Some viewers will see it as playful, while others may find the apparently wonky construction unsettling. All visible structural components are wrapped in cardboard and painted so the entire piece, even the posts and struts, appear to be made of light-weight cardboard – a monumental mass with no apparent signs of support, that could collapse or fall apart.
Some may reflect on the sculpture’s ‘green’ agenda seen in the use of recyclable materials and nod to mankind’s relationship with an increasingly precarious environment, while others again may respond to its formal properties and temporal nature and the way it engages and animates open space in the Encounters section of the art fair.
Commissioned by Starkwhite for Encounters, Yellow Structure is a development of Maloy’s earlier sculptural installations, notably Big Yellow which was commissioned for the 2012 Asia Pacific Triennial at the Queensland Art Gallery|Gallery of Modern Art in Brisbane.
We wish to acknowledge the generous support of Creative New Zealand and the Asia/New Zealand Co-commissioning Fund with the presentation at Yellow Structure at Art Basel Hong Kong, 2016
RICHARD MALOY BIO
Born in New Zealand in 1977, Richard Maloy is an Auckland based visual artist. Maloy completed a Masters of Fine Arts at Auckland University’s Elam School of Fine Art in 2001. He works in a wide range of media, including sculpture, photography, video and installation. He was awarded the inaugural Fulbright-Wallace award in 2009 and travelled to the United Sates of America as a visiting Fulbright Scholar in 2010 to take up a three-month artist residency at the Headlands Center of the Arts in San Francisco. And in 2008 he was awarded a three-month residency at Artspace Sydney. From 2009 onwards Maloy has produced many large scale cardboard constructions at public art galleries and Museums and for biennials and triennials throughout Australasia. More recently in 2013 Maloy exhibited All the things I did, an exhibition of artistic material from Maloy’s time as an art student. The work is part of a larger archive which includes over 5,000 items of Maloy’s art school material acquired by the Chartwell Collection and housed at the the Auckland Art Gallery Toi o Tamaki. Also in 2013 he was commissioned by the Auckland Art Gallery to produce a feature work for a survey show of New Zealand art for the gallery – a large scale Tree Hut, the sixth in his on going series started in 2004.
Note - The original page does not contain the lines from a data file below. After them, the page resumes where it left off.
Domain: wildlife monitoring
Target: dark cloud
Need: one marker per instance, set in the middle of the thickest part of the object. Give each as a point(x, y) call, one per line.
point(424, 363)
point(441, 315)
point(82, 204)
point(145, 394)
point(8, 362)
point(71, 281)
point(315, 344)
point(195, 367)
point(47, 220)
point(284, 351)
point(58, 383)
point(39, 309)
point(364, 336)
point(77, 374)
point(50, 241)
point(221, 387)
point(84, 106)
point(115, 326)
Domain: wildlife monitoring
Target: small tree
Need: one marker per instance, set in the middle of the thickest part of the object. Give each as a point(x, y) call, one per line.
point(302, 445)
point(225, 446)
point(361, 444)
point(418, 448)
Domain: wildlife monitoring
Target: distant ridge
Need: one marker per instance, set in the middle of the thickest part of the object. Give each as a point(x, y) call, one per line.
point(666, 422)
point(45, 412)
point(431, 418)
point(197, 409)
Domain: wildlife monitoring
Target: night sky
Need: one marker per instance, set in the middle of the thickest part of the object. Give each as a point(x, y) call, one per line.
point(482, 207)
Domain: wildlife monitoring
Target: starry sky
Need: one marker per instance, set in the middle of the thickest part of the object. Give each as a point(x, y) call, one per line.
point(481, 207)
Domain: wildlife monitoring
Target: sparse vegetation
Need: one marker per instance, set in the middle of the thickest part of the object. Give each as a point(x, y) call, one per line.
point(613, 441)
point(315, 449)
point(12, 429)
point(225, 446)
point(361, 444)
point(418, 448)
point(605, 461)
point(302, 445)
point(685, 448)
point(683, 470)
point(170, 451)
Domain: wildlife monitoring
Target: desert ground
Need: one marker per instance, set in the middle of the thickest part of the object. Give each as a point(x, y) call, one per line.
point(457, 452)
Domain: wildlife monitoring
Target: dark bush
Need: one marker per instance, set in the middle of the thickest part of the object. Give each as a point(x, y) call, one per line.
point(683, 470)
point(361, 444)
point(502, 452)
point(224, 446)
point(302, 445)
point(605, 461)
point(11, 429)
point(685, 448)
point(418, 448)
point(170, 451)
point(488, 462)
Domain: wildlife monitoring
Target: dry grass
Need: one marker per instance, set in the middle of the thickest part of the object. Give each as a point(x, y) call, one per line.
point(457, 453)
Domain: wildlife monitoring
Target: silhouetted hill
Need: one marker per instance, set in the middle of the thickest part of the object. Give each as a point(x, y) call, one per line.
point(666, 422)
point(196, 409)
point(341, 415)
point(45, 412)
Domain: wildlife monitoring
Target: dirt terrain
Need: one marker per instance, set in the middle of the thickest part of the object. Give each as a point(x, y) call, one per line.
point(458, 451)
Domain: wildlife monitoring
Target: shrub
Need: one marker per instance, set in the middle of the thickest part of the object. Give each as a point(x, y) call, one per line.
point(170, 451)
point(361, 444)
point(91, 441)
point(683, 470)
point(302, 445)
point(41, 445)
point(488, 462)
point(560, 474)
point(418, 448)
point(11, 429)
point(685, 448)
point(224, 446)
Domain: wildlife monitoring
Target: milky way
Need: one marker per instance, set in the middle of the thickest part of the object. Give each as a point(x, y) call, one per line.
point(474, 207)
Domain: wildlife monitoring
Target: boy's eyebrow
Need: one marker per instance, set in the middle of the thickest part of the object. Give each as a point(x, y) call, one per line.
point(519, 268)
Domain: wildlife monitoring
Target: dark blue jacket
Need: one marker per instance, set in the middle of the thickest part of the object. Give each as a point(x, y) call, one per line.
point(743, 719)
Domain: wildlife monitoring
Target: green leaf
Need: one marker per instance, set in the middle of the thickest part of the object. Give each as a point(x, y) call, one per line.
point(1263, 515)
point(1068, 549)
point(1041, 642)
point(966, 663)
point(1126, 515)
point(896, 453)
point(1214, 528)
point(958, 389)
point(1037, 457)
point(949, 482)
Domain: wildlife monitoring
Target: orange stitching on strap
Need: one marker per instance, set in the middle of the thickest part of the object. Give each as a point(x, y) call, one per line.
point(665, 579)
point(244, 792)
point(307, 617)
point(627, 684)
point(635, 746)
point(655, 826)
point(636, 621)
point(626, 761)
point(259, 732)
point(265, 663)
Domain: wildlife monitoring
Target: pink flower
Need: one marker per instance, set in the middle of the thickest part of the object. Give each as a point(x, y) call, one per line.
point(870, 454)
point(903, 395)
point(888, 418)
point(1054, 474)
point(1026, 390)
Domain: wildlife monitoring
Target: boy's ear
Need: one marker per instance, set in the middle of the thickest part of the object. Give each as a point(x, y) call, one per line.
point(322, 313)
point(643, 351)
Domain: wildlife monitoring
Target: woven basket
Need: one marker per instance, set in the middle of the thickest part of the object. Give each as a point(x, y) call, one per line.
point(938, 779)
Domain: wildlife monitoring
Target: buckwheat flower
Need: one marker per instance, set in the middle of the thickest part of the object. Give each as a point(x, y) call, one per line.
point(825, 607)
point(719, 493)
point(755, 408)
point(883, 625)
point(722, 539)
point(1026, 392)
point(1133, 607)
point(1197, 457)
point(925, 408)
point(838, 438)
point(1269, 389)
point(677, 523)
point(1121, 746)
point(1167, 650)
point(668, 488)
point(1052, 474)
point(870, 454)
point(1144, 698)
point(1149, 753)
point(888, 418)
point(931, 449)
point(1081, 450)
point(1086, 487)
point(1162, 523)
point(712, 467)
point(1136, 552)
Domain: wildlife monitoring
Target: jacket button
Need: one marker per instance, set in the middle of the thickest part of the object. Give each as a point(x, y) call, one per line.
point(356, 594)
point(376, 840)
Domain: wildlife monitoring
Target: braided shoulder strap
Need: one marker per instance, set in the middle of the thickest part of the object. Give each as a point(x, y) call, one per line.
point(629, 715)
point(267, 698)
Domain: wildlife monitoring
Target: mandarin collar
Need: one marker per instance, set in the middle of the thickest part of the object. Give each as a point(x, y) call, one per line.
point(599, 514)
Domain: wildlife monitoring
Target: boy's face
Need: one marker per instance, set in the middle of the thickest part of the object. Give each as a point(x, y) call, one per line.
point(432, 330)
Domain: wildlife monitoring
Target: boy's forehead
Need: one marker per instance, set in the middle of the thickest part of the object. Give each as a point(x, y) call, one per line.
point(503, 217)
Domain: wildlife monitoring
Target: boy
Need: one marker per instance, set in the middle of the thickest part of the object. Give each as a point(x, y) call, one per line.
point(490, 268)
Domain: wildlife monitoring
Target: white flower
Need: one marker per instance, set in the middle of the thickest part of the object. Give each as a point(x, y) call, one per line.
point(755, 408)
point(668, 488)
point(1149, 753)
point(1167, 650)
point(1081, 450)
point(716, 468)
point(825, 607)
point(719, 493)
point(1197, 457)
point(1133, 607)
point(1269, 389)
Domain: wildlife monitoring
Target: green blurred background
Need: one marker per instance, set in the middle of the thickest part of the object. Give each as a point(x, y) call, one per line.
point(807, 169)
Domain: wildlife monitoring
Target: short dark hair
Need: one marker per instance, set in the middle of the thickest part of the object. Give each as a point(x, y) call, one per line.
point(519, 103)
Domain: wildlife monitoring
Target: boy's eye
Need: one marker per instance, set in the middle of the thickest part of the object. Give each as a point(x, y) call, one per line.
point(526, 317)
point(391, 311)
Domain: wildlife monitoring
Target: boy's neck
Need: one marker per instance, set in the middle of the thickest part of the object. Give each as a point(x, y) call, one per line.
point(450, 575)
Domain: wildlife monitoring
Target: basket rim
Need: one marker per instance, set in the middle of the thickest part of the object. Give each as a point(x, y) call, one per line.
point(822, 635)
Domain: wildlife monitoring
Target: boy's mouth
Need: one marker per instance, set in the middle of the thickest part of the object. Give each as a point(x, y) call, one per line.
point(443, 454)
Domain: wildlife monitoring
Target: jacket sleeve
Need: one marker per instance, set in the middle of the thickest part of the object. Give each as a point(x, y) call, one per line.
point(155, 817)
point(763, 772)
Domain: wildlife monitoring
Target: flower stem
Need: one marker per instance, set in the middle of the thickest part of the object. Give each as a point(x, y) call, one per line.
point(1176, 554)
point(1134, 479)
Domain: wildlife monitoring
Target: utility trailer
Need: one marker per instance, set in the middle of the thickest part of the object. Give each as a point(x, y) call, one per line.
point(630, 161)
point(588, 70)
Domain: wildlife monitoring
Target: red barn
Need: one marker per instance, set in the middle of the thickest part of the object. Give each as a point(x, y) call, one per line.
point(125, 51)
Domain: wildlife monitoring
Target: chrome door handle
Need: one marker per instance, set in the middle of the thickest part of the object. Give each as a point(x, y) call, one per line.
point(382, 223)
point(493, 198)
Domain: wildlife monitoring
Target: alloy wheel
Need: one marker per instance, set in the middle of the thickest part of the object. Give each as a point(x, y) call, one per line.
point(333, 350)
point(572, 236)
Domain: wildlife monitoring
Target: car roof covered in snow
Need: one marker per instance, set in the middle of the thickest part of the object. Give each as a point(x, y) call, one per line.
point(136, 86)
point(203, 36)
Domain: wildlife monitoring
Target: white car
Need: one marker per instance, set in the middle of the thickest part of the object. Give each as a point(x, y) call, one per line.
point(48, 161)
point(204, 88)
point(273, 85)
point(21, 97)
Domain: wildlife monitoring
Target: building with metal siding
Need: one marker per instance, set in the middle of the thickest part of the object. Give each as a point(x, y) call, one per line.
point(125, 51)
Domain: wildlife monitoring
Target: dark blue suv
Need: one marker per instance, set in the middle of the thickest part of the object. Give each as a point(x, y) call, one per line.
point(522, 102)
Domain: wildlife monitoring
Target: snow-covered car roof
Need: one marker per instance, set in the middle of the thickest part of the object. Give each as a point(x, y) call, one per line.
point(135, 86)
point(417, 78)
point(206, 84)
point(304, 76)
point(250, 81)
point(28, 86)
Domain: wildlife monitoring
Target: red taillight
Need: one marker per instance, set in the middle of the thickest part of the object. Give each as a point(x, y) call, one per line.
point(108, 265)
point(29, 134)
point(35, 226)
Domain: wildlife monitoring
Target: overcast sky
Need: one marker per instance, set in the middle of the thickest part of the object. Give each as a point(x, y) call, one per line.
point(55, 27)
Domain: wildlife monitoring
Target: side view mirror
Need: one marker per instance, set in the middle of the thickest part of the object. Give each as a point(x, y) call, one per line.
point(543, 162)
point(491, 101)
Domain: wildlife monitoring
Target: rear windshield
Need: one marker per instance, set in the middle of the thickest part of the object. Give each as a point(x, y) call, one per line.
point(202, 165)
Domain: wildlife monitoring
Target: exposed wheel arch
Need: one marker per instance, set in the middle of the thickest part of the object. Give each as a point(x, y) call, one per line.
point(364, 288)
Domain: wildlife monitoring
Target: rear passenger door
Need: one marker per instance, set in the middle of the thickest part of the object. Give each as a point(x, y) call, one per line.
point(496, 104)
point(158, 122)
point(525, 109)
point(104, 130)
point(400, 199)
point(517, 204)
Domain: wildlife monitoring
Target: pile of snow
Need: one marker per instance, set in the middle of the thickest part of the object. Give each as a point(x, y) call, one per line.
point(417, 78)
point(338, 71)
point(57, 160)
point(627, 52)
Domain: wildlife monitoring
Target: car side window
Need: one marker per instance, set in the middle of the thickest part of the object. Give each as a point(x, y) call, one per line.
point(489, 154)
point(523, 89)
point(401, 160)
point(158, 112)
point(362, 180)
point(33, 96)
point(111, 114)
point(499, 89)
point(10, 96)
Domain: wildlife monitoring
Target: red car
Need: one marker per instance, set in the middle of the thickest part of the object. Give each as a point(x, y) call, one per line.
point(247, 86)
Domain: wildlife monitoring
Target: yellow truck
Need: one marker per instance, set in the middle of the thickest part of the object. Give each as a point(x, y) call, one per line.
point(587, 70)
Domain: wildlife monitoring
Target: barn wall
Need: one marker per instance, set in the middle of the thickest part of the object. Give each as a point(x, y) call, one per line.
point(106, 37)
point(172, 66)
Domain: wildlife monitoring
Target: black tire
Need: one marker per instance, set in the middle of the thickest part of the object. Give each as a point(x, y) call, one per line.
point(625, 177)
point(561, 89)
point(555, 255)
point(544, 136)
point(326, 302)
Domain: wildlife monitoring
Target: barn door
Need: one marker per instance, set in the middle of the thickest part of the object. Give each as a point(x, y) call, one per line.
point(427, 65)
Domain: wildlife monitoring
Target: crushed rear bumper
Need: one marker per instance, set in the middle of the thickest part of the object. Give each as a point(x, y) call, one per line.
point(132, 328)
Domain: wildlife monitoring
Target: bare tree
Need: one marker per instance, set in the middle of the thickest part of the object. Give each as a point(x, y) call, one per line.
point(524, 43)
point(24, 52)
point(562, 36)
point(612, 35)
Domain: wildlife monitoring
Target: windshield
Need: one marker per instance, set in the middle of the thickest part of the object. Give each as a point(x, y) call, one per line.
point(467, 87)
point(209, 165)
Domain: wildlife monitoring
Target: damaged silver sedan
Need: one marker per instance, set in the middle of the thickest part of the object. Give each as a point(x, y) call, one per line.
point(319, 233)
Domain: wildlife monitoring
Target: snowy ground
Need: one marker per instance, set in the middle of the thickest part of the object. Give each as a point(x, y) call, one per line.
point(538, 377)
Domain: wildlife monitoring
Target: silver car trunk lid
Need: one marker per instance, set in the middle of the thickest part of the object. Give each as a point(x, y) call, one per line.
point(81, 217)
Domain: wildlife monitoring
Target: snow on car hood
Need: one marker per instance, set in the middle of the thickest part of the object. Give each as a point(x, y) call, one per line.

Recent exhibitions include:
Freedom Farmers, Auckland Art Gallery (2013), curated by Natasha Conland; All the things I did, Starkwhite, Auckland (2013); Big Yellow, Museum of Modern Art, Asia Pacific Triennial (2013) curated by Maud Page and Ruth McDougall; Green Structure, Gertrude Contemporary Melbourne (2011), curated by Amita Kirpalani; Toi Aoteraoa: Works from the Collection, Auckland Art Gallery (2011/12); Inside Outside Upside Down, City Gallery, Wellington (2010), curated by Heather Galbraith; Green Structure Part Two, SCAPE Biennial (2010), curated by Blair French; Raw Attempts, ARTSPACE, Auckland (2009/10), curated by Emma Bugden; For Keeps: Sampling recent acquisitions from the Chartwell Collection, Auckland Art Gallery (2009), curated by Natasha Conland; New Work Old Work: Video Works from 1998-2008 , New Zealand Film Archive Auckland (2009), curated with Siobhan Garrett; World Famous in New Zealand, Canberra Contemporary Art Space, Australia (2005), curated by Stuart Bailey; Remember New Zealand, Sao Paulo Biennial, Brazil (2004), curated by Tobias Berger.